# How to Set the End Post at An Angle?



## RedSun (Nov 21, 2014)

If you are going to set the end posts at a certain angle, say 15 or 30 degree, how do you dig the holes? Assume you dig manually. I want to bury the posts at least 2', maybe 3'.

It can be hard to dig with the hole digger, particularly if the angle is at 30 or more. Hand tools are too short for this job.


----------



## vacuumpumpman (Nov 21, 2014)

I actually googled your question as I was curious. I found this very intresting link - http://viticulture.hort.iastate.edu/info/pdf/domototrellis.pdf

in short it appears that they use a post hole digger on the desired angle needed.


----------



## grapeman (Nov 21, 2014)

If you dig the hole larger than you normally need, just tilt the post to the desired angle and fill the hole tamping well as you go. You can adjust the angle to what you want as you backfill (until almost full). Some stones packed around the post helps firm it up.


----------



## RedSun (Nov 21, 2014)

A larger hole has the opposite effect. The extra room can make the posts bend to the inside. Actually if you dig a 30 degree hole, the post would probably set at 25 degree because of the extra room.

Gravel helps, but it has to be very firm. Concrete helps, but folks seem do not like it.


----------



## grapeman (Nov 21, 2014)

I totally disagree with you having done it to hundreds of posts. The post goes with the bottom farthest to the vines and the top is tipped away providing the angle. Like I said, tamp as you go and stones make it more solid, not gravel but softball sized stones. You especially want ot have stones on the vine side of the post to make it more solid.

Notice the post in the following picture- it was set just as I have described.
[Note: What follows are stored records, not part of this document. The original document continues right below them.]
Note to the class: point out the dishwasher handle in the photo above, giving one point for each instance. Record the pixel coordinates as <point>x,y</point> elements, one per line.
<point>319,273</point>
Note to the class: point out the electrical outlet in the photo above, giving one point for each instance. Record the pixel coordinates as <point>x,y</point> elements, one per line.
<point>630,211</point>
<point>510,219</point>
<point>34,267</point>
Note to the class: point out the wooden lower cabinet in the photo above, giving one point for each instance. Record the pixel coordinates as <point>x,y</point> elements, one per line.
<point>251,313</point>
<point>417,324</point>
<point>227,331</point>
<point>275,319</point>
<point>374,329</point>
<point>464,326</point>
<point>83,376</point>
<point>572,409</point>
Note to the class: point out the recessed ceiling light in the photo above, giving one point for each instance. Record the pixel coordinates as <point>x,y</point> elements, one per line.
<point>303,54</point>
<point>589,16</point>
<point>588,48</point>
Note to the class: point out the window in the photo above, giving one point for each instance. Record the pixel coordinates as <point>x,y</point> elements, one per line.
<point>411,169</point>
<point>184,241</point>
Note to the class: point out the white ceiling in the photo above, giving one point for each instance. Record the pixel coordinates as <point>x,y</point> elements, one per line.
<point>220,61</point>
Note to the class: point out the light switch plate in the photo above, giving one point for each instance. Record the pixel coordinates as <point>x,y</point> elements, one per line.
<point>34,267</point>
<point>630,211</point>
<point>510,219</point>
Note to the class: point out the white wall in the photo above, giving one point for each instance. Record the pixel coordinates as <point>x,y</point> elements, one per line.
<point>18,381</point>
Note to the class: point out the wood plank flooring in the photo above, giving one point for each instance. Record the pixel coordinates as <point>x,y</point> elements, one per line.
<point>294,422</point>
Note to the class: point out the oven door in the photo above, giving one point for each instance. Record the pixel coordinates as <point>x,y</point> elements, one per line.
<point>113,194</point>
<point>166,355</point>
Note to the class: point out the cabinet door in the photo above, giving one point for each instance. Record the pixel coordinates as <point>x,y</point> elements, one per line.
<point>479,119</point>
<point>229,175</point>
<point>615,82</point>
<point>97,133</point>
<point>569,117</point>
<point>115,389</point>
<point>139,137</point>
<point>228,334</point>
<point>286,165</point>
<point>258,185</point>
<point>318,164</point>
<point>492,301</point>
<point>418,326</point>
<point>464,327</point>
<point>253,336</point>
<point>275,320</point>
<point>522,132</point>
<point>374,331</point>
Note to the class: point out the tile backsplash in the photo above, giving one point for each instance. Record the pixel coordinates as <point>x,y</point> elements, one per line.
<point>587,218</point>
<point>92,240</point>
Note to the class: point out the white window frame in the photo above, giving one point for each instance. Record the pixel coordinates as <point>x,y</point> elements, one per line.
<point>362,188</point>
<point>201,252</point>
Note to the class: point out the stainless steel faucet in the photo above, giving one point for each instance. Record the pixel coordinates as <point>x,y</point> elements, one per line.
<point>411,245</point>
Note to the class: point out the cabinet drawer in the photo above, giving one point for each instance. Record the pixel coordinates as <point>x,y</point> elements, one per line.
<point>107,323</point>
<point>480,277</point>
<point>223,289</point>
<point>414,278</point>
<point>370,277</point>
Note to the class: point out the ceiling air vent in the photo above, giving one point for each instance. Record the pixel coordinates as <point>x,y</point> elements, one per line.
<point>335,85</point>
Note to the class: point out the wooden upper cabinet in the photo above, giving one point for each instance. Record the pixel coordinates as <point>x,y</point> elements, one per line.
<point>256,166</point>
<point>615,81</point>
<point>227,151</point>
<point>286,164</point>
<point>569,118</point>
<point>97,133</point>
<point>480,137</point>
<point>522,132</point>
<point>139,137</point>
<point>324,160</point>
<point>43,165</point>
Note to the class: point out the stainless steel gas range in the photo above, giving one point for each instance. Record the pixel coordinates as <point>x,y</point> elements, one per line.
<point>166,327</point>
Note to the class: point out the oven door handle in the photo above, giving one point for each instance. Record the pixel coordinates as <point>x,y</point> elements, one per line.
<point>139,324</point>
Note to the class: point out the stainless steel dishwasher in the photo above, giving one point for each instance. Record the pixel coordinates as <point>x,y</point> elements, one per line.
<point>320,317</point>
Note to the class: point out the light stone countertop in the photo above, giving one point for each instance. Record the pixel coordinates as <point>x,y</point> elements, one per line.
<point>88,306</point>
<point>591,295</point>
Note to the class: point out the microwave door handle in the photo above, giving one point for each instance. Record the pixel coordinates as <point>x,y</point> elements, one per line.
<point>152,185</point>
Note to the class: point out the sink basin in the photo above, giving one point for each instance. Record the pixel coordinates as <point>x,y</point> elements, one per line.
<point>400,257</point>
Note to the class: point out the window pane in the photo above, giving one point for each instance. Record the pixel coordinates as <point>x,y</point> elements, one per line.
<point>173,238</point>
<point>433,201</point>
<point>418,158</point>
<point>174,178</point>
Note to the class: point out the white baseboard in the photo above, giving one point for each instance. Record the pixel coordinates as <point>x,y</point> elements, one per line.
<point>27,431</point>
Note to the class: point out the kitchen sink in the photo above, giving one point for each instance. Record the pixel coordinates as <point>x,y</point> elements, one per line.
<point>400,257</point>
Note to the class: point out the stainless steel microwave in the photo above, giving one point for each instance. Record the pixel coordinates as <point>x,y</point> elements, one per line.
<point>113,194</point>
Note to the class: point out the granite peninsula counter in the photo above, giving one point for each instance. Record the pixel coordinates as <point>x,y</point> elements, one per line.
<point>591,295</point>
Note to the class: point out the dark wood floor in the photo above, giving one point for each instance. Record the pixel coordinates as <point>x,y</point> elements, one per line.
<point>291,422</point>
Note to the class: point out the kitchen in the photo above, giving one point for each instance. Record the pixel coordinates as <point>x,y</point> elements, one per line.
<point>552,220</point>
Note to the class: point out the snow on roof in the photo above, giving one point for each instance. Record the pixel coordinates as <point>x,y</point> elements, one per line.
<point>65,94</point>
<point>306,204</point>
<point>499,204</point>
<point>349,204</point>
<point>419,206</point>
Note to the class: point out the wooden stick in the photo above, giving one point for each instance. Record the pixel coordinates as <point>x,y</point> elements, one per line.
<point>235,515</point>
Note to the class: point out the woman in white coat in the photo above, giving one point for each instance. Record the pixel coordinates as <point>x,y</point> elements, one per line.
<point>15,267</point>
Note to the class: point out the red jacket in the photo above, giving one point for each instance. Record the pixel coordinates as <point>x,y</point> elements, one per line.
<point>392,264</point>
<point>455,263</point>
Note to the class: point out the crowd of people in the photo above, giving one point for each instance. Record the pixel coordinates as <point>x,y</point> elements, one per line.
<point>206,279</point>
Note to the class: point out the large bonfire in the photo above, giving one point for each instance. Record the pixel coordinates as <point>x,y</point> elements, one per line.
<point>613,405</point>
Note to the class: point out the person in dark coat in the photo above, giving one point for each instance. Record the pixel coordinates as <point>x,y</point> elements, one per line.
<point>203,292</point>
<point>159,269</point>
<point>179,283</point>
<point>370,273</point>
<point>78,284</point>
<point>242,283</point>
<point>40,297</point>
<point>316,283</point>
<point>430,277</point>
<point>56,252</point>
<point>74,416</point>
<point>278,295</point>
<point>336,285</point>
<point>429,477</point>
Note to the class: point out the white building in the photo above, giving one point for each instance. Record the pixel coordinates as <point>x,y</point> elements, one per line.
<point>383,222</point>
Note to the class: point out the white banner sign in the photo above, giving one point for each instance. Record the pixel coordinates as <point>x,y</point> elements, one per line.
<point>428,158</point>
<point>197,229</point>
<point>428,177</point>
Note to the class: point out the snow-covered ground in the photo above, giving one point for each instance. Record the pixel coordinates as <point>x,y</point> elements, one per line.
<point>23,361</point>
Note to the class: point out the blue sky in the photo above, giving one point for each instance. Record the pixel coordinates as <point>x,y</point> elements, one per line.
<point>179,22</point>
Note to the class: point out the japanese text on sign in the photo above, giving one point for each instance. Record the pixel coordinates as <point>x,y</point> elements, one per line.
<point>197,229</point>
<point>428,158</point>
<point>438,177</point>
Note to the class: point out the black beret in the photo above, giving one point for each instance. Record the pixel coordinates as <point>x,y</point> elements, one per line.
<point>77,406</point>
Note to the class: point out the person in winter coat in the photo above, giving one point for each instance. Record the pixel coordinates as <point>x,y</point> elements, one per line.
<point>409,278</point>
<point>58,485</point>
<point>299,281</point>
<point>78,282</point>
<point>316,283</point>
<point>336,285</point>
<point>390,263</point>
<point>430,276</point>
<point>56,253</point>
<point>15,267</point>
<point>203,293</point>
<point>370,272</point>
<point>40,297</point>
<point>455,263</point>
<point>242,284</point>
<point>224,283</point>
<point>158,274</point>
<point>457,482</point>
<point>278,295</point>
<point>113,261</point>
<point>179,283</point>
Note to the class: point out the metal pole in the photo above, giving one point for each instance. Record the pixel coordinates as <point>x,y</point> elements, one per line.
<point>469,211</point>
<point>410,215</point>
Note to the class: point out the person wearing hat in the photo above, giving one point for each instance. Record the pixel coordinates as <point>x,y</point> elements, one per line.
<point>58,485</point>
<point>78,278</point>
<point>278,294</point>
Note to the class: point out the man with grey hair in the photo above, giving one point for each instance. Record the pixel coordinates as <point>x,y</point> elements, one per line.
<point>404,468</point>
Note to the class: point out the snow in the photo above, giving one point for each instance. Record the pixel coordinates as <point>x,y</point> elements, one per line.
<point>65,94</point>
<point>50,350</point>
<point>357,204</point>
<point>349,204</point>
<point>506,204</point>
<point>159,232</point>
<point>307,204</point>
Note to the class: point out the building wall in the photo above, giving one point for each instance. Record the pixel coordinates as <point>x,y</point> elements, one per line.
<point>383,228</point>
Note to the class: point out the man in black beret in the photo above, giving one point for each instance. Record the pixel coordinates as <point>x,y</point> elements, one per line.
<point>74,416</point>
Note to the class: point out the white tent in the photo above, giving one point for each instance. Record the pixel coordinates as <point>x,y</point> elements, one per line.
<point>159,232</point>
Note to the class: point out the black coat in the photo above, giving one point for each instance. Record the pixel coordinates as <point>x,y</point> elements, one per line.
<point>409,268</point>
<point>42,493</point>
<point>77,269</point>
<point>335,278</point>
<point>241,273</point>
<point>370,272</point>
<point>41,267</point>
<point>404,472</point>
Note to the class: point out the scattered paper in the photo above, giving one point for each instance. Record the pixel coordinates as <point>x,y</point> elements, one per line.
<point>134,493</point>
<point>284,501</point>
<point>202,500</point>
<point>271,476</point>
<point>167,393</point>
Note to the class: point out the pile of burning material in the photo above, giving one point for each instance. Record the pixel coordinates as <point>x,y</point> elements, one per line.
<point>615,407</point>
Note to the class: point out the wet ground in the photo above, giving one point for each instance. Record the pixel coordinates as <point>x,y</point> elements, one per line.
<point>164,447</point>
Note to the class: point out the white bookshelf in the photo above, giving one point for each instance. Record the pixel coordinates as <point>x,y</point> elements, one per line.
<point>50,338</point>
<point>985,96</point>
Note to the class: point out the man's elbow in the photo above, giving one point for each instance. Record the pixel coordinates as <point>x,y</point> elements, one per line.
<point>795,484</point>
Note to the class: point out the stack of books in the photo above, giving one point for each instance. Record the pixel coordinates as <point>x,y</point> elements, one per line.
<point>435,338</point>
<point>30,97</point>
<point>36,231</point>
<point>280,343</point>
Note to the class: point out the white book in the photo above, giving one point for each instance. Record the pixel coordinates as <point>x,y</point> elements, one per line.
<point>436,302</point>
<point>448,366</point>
The second picture shows the end posts set just as I describe.


----------



## mikewatkins727 (Nov 21, 2014)

You might consider a 'dead man' to anchor the post. Several feet out and in line, 4 maybe 5 feet maybe, dig a hole to sink a large chunk of concrete or other large object that has your cable tied to it. The other end of this cable is fasten to the top of the end post.


----------



## AmityFlatts (Nov 25, 2014)

Very timely post, I hope to set post this week


----------



## RedSun (Nov 25, 2014)

I think this can be easily done with an augar. But it is much harder to dig by hands.


----------



## berrycrush (Nov 28, 2014)

My post is 6~8 inch thick and the hole is vertically dug with a 10 inch auger. I just widened the hole on the far side with a shovel and tamped it with stones after planting the post as Grapeman said. It worked well.


----------



## RedSun (Nov 28, 2014)

This is fine with 10 degree angle. But if you want a 30 degree angle for a 10' post, then that will be quite a bit digging away from the original hole....


----------